This is a cross-post from my blog.

Artificial Intelligence safety researchers are concerned with the behaviour of “highly capable” AI systems. One of the challenges of this line of research is the fact that it’s hard to say, looking at today’s moderately capable AI systems, what highly capable systems will do or how they will work.

There are two intuitions that suggest understanding highly capable systems is particularly important for safety research:

  1. Highly capable AI systems could be very useful, so we expect that if they can be built they probably will be
  2. Highly capable AI systems raise much more serious safety concerns than less capable systems

This seems to make sense to me, but what does anyone actually mean by “highly capable”? I know Shane Legg and Marcus Hutter have had a go at understanding the related idea of “intelligence”: they collected many different definitions and proposed their own definition, which they informally summarise as

Intelligence measures an agent’s ability to achieve goals in a wide range of

I think this is a good definition, especially the more precise version Legg and Hutter offer later in their paper. It also does a good job of explaining the first intuition: A system with high intelligence can achieve many different goals in many environments. This means that a system that is very intelligent can achieve malign goals in environments where people are trying to stop it from doing so. This means that we want to be quite sure that the goals a highly capable system is pursuing are not malign, which is one of the major concerns of AI safety researchers.

It can also account, to some extent, for the first intuition: a system that can achieve many different goals can, presumably, do a better job of achieving our goals than a less intelligent system. However, in this case there is a gap in the argument: we have to assume that, because the system can achieve some goal that it is likely to achive our goals. That is: a more intelligent AI system is more useful if that intelligence can be controlled.

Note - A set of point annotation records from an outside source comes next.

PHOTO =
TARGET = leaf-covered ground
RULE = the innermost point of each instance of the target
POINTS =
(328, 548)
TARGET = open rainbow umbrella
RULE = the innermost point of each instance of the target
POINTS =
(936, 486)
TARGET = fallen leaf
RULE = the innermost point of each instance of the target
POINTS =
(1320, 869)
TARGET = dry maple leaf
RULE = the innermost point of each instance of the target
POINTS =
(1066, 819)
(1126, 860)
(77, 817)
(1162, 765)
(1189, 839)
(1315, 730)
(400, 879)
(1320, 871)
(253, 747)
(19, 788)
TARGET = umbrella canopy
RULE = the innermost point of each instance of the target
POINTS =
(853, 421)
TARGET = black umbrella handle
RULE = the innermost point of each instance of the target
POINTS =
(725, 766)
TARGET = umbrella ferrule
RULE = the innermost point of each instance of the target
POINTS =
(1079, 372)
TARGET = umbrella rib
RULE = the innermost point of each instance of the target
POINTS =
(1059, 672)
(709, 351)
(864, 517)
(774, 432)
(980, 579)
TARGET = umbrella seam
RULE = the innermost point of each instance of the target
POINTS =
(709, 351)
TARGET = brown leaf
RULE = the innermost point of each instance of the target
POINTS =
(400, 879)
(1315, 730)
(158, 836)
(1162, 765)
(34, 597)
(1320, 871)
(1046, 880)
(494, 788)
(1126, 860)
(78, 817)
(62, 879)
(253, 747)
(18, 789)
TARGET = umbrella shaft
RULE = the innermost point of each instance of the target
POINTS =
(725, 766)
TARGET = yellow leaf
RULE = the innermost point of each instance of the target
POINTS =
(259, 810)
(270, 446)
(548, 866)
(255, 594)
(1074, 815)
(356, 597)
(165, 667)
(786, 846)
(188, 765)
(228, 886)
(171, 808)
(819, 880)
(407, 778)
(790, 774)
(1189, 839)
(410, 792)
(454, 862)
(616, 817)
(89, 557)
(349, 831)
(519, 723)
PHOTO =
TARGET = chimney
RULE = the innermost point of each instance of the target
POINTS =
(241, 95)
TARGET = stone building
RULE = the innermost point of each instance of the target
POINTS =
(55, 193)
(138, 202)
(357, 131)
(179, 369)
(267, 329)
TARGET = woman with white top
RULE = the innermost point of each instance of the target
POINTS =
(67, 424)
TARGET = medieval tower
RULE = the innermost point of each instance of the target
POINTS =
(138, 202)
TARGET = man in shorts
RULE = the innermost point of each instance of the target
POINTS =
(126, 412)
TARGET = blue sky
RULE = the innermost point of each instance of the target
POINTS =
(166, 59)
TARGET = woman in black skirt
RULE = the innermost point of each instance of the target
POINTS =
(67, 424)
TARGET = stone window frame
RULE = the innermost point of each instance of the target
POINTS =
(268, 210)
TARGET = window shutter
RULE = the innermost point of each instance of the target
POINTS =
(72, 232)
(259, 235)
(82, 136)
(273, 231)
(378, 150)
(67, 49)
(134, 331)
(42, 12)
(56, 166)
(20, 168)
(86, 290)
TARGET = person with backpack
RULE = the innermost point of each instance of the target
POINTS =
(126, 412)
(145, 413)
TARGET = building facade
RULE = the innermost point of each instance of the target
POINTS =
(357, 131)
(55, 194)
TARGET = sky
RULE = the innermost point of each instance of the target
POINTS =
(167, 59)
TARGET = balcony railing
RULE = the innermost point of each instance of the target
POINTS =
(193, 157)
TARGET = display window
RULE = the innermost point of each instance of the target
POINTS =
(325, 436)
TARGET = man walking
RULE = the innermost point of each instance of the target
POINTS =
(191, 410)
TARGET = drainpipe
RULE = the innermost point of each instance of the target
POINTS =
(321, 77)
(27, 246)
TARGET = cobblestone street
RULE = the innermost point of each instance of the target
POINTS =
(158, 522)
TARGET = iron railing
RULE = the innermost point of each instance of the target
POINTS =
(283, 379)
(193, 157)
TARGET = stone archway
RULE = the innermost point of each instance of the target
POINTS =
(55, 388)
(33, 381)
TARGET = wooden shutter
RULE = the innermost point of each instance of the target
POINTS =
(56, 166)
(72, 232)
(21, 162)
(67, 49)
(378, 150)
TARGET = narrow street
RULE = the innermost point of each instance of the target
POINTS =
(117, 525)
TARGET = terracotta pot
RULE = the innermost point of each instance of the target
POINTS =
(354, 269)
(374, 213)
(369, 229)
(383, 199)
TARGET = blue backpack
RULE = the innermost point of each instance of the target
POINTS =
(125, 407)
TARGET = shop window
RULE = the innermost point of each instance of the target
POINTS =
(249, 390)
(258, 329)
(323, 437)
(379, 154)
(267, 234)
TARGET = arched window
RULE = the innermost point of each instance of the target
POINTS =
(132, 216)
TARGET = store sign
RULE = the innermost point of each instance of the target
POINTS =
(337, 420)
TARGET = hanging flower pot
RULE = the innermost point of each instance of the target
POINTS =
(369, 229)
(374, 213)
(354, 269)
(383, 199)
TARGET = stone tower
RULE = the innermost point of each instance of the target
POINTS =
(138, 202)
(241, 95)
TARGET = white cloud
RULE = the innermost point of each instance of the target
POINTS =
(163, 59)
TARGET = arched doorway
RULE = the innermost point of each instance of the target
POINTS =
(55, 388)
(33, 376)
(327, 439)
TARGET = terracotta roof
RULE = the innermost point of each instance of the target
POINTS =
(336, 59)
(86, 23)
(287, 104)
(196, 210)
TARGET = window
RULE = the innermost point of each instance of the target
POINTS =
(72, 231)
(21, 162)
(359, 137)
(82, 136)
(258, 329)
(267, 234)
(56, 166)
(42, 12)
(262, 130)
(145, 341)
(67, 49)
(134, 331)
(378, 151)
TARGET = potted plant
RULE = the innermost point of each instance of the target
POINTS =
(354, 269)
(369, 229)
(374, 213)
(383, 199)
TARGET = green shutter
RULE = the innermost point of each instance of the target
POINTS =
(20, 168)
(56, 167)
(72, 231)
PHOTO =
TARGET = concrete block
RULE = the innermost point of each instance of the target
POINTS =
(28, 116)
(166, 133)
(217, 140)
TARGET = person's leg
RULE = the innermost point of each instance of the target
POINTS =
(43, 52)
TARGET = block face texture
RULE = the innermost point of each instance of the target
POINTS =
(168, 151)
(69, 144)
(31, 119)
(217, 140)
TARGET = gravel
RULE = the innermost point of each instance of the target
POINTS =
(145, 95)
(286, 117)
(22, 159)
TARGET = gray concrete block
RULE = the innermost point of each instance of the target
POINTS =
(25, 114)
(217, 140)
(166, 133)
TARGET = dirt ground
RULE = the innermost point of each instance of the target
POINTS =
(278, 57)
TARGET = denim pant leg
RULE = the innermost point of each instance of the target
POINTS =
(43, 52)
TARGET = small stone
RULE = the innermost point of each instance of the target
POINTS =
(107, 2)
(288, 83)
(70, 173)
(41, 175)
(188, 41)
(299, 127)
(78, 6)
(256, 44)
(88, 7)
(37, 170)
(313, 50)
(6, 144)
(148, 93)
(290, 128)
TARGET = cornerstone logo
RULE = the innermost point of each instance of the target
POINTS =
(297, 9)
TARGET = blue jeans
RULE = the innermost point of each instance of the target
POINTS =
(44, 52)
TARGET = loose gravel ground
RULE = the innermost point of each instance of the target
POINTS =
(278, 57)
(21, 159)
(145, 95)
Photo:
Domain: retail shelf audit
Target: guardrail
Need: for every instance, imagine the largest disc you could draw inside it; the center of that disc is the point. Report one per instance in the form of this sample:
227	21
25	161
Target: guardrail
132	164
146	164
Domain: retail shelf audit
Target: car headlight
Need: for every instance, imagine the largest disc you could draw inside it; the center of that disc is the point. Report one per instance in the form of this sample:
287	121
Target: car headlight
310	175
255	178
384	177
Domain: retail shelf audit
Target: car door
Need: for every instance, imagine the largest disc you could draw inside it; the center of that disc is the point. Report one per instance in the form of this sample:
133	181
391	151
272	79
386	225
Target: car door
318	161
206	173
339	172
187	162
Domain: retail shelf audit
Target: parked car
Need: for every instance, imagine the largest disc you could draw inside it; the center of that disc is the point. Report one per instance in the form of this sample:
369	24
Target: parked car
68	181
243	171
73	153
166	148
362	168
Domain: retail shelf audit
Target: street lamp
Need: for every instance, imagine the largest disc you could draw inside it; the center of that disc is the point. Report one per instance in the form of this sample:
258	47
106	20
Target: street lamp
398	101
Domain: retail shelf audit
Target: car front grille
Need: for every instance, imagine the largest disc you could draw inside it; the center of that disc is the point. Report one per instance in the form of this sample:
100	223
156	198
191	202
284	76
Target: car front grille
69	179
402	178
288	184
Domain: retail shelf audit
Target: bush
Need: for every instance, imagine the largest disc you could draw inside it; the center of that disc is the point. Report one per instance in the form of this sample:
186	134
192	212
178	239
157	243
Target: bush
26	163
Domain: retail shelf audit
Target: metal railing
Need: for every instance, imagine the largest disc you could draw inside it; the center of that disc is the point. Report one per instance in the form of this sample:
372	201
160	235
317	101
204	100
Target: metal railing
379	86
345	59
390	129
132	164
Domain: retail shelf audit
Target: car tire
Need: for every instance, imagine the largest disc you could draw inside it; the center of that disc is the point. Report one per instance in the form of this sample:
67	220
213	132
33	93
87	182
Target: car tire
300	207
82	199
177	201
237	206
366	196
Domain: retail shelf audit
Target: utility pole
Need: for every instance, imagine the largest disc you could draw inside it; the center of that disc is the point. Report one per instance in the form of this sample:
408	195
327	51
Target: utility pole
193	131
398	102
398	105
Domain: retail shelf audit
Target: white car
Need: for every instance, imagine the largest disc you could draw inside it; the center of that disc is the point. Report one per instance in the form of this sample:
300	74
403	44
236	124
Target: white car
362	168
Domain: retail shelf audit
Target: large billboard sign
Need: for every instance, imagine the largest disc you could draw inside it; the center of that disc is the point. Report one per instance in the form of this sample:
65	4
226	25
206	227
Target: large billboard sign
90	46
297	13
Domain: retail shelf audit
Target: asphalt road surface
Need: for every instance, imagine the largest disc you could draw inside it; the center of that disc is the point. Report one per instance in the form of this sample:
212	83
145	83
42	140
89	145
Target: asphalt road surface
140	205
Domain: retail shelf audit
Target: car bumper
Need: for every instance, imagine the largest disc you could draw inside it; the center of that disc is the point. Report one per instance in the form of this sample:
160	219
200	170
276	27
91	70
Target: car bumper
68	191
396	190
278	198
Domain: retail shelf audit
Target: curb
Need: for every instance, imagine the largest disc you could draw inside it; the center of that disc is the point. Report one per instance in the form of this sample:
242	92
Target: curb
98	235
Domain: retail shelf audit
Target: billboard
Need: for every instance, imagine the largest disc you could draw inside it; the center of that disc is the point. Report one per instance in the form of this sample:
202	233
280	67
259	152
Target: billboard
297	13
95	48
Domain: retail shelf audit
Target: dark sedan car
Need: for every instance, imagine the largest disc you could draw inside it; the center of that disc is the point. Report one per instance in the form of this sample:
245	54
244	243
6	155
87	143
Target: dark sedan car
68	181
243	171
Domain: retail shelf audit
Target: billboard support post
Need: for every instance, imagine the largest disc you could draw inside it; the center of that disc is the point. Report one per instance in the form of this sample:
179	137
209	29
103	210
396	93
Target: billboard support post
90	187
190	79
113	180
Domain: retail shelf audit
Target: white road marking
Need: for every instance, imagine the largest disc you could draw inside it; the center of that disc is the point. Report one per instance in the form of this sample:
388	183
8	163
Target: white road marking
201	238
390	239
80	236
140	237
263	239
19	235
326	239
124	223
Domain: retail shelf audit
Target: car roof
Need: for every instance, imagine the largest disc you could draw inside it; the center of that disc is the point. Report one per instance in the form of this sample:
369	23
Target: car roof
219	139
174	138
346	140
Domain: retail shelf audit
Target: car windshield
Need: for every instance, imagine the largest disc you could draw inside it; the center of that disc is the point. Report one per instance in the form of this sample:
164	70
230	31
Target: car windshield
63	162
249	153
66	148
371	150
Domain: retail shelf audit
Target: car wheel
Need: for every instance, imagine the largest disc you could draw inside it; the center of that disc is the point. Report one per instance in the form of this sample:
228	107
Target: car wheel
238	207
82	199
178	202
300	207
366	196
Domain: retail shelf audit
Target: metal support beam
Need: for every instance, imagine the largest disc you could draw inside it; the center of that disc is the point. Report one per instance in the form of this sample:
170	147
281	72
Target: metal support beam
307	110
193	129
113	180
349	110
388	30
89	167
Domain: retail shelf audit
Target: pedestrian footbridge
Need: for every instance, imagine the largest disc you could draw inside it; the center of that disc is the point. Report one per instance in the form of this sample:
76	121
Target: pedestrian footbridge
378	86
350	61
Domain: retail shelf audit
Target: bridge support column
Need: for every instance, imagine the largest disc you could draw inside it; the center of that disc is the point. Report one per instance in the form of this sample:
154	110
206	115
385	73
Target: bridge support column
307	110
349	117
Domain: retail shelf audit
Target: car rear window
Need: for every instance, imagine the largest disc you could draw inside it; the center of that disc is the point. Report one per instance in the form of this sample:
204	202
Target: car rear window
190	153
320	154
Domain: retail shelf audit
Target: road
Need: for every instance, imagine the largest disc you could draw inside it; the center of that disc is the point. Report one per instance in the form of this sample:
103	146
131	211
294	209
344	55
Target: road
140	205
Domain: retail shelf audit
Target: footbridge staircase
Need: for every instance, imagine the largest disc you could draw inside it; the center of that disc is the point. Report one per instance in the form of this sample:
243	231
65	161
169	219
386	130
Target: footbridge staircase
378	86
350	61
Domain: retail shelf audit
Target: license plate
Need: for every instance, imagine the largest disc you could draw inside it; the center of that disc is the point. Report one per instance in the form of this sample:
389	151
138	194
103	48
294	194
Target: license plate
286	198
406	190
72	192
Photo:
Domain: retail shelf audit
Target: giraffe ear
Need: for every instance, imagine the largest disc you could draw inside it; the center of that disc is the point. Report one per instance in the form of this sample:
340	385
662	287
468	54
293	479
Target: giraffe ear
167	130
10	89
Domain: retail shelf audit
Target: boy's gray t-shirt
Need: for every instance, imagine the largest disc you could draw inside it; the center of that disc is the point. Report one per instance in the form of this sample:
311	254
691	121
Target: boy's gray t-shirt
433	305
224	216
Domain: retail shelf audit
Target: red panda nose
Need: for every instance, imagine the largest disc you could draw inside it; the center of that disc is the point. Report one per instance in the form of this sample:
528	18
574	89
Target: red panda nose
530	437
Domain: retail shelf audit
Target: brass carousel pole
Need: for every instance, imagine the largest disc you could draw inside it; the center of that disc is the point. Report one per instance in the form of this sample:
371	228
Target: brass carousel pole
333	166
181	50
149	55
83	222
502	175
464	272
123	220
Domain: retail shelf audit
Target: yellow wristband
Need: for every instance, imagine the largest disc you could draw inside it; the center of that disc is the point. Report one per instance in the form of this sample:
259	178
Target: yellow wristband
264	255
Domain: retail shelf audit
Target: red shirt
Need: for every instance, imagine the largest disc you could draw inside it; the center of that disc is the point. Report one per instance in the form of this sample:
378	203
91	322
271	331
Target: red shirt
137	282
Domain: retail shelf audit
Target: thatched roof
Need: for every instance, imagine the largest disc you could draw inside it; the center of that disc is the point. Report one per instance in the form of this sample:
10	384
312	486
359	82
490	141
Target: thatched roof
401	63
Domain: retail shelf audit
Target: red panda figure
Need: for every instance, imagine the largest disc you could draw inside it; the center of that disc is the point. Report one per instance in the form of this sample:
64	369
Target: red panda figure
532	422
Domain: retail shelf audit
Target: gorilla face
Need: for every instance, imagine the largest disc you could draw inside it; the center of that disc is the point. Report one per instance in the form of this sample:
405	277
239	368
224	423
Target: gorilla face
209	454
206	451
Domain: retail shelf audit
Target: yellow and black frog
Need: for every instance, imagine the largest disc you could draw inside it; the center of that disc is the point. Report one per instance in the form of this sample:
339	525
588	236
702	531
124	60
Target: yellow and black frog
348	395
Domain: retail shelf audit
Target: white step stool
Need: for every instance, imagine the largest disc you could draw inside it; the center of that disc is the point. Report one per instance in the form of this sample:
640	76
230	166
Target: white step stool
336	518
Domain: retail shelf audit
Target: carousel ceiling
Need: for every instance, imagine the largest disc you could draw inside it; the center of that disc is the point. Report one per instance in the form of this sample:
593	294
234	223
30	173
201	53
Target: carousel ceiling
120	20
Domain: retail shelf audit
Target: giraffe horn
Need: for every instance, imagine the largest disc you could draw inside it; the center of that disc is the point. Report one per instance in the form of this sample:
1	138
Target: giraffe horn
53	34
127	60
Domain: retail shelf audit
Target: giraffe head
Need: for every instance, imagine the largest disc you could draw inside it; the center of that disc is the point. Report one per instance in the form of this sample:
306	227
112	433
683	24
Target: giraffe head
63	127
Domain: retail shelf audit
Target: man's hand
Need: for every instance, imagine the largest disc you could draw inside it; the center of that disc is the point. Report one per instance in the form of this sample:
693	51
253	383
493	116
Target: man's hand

This matters because AI safety research is trying to come up with comptetitive proposal for highly capable AI systems that are both competitive with unsafe systems and safe. My proposal is that competitiveness is not just a function of intelligence (per Legg and Hutter), but of effectiveness, which can be roughly understood as “controllable intelligence”.

AI effectiveness

Hhighly effective AI systems are systems that are both highly intelligent and controllable (though maybe imperfectly so). I am not saying that highly effective systems are necessarily safe, just that, along with goal-achieving capabilities, control mechanisms are a critical part of AI systems, and we need to consider both if we want to understand what future systems might be capable of.

More specifically, I want to propose that we consider effectiveness to be the degree to which a system augement’s a person’s existing capabilities:

An AI system X is at least as effective as a system Y if a person in possession of X can do everything the same person could do if they had Y but not X, in the same time or less. X is strictly more effective than Y if a person in possession of X can also do at least one thing in less time than the same person in possession of Y.

The reason for defining effectiveness like this is that it has a more direct bearing on a system’s usefulness than the definition of intelligence above. By definition, someone with a more effective AI system can do more than someone with a less effective system, and so (we might presume), the more effective system is more desirable.

This definition has at least one weird feature: the effectiveness of an AI system will change over time. Someone in possession of AlexNet in 2012 could classify very large sets of images more accurately than someone without it (that is, sets of images too large for a person to manually classify). Today, however, there are plenty of free tools that substantially outperform AlexNet, so a human with AlexNet no longer has a capability advantage over the same human without.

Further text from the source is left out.